THE CRITTER REPORT - Sammy finks there is a critter in daddy's kit-chen. It chewed frough one of his oven mits and Sammy finks he finded where the critter hides, but he could not get him. He kepted going back to that spot and reaching unner the cabinet, but could not get it. Maybe next time. Daddy's 'partment is in an old house in the woods, so there is lots of critters around.
THE EWWWWWWWWWWWW REPORT - BY SAMMY - so, when I was snuggling wif Mommy last night in bed, I felted somefing wet on my head, and MOMMY DROOLED ON ME. ewwwwwwwwwwwwwwwwwwwwwwwwwwwwww. it's ok if i get her head wet, but it's NOT ok if she does it to me.
Then why is is SNOWING? It's 'apposed to be colder for Easter than it was for Chrissymas.
For those who cellybrate it, have a nice Good Friday and Hoppy Easter!!!! And Happy Passover for those who cellybrate that too!
MOMMY GOTTED A JOBBIE! She starts a new career in Informashun Risk Consulting next Tuesday!! She will prolly be able to werk lots from home! She says it pays well, and if the hours aren't as many as she needs, she can still look for a 2nd job to keep her out of trouble!!

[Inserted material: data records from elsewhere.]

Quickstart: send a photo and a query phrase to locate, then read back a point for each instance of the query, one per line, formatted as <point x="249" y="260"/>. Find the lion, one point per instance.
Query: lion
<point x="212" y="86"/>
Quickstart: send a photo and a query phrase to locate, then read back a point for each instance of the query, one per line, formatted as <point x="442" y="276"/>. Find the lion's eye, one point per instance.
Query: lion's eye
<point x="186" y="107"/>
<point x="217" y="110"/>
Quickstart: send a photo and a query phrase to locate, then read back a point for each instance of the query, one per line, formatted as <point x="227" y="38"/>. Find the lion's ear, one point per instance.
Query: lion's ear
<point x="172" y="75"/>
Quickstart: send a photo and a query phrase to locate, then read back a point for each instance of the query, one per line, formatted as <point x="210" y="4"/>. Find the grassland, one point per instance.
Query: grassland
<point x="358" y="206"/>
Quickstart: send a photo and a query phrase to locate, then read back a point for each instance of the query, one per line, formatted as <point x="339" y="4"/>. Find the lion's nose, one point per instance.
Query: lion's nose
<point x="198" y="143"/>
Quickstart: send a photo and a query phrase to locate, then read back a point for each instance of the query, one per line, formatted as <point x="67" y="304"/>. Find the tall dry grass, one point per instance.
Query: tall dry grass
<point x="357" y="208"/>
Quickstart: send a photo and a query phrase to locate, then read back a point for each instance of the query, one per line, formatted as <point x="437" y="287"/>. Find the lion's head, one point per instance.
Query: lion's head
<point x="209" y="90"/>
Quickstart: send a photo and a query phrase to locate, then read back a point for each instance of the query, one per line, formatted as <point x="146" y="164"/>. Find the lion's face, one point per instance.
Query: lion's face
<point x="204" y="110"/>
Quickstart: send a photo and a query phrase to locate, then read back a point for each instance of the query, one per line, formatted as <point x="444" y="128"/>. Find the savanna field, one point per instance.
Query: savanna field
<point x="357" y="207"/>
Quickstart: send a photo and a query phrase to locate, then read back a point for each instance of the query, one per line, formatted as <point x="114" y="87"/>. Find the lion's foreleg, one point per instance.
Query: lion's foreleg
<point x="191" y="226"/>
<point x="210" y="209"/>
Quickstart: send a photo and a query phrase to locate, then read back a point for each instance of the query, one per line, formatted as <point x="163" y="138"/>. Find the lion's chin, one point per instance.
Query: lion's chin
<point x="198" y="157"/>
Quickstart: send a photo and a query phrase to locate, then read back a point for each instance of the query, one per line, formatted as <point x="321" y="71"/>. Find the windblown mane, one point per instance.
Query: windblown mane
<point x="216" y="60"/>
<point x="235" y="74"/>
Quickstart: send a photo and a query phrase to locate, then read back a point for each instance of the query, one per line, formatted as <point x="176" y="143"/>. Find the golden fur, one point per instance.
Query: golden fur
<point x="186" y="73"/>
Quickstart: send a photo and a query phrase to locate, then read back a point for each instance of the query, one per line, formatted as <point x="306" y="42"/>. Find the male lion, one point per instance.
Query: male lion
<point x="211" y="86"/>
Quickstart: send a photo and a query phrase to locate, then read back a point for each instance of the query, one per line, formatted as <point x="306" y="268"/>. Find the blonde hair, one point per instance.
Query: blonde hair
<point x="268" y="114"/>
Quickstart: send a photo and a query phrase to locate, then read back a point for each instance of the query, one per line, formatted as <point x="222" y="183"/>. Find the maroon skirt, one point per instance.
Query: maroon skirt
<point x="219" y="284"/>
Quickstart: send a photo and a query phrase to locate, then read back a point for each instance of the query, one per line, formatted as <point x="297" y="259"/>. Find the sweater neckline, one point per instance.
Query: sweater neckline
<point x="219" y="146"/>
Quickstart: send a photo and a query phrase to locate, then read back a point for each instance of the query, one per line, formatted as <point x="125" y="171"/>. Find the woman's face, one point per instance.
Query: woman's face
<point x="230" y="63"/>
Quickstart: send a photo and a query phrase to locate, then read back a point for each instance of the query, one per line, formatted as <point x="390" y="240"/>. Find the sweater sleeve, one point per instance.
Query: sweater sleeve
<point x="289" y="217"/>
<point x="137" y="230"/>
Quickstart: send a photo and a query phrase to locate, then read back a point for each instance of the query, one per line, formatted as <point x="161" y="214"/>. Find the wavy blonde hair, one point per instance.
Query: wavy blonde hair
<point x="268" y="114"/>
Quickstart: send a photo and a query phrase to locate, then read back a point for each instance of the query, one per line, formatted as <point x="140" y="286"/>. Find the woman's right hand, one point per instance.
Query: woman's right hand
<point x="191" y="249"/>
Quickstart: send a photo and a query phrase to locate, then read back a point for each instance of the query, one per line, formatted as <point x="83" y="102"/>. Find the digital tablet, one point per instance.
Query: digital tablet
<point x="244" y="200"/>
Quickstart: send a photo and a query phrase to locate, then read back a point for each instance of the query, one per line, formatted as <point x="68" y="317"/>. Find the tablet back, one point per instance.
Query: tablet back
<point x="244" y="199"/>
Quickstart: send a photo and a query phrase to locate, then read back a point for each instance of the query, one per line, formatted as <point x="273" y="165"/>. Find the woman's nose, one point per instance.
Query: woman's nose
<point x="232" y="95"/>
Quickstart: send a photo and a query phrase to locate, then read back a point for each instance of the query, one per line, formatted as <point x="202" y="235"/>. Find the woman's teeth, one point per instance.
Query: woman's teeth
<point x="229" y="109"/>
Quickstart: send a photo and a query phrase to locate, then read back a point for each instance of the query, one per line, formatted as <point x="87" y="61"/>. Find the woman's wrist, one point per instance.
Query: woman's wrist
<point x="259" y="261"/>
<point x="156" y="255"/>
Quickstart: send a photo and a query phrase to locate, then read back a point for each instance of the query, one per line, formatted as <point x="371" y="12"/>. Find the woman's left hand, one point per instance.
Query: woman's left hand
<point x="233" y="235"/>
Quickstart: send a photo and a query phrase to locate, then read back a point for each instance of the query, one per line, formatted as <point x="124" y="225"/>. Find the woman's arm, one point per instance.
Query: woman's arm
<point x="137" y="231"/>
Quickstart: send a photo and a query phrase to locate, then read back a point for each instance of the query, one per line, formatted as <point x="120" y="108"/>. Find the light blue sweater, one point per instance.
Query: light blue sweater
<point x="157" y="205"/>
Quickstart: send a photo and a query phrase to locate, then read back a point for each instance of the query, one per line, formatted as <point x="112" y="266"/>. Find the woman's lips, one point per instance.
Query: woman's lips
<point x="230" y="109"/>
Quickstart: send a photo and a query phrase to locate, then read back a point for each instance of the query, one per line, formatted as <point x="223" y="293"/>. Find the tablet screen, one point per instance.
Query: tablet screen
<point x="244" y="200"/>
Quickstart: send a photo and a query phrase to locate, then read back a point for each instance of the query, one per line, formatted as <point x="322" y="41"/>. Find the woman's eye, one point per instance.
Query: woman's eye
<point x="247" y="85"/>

Now, we still has to purray for Daddy to gets a jobbie too!
Fank you all for your concern about my my-grane. After a long nap in a dark room wif an ice pack on my head (I taked all of your suggestshuns into account) I hollered at mommy for some HAM. I got TURKEY. humpf. Now, turkey is good, but it's not ham. I tried to 'splain this, and while I was still 'splaining this, she TAKED MY DISH OF TURKEY AWAY. She saidded that if I didn't want the turkey, she would put it away. Now, I didn't akshually SAY I didn't want it, I was just 'splaining that ham was better. So, while she was making her "sit around and watch your weight" pizza for dinner, I standed up on my back legs and stretched out my claws on my front paws and POKED HER IN THE HINEY. TWICE. She hollered at me and I hollered back at her and tolded her I was getting anofurr my-grane from all the hollering, so she gifed me back my turkey. sheesh. Later, while she was eating her strawberries with somefing white on them, I gotted up on the couch and sniffed around at it. Then I stuck my tongue out and lickded the white stuff while she was trying to eat it. I tolded her that it was not real dairy produkt and she should not be eating it, but she saided that it's sugar free somefing or other. it tasted like ick. she saved some for me but I didn't eat it. So she saided "Miles, are you feeling ok? you're not eating your sugar free non-dairy frozen whipped topping from a white container". Right, Like I would eat somefing like that. what does she fink I am? a garbage can?
Our good furriend Oscar, from "Down Unner" hadded somefing furry terrible happen! His big sisfur Molly is MISSING!! She has not been seen since March 25, and he and his mommy and daddy are all furry furry werried. Please go visit them and leave some purrs for them. Molly is a beautiful tortie girl, and we purray that she will come home soon.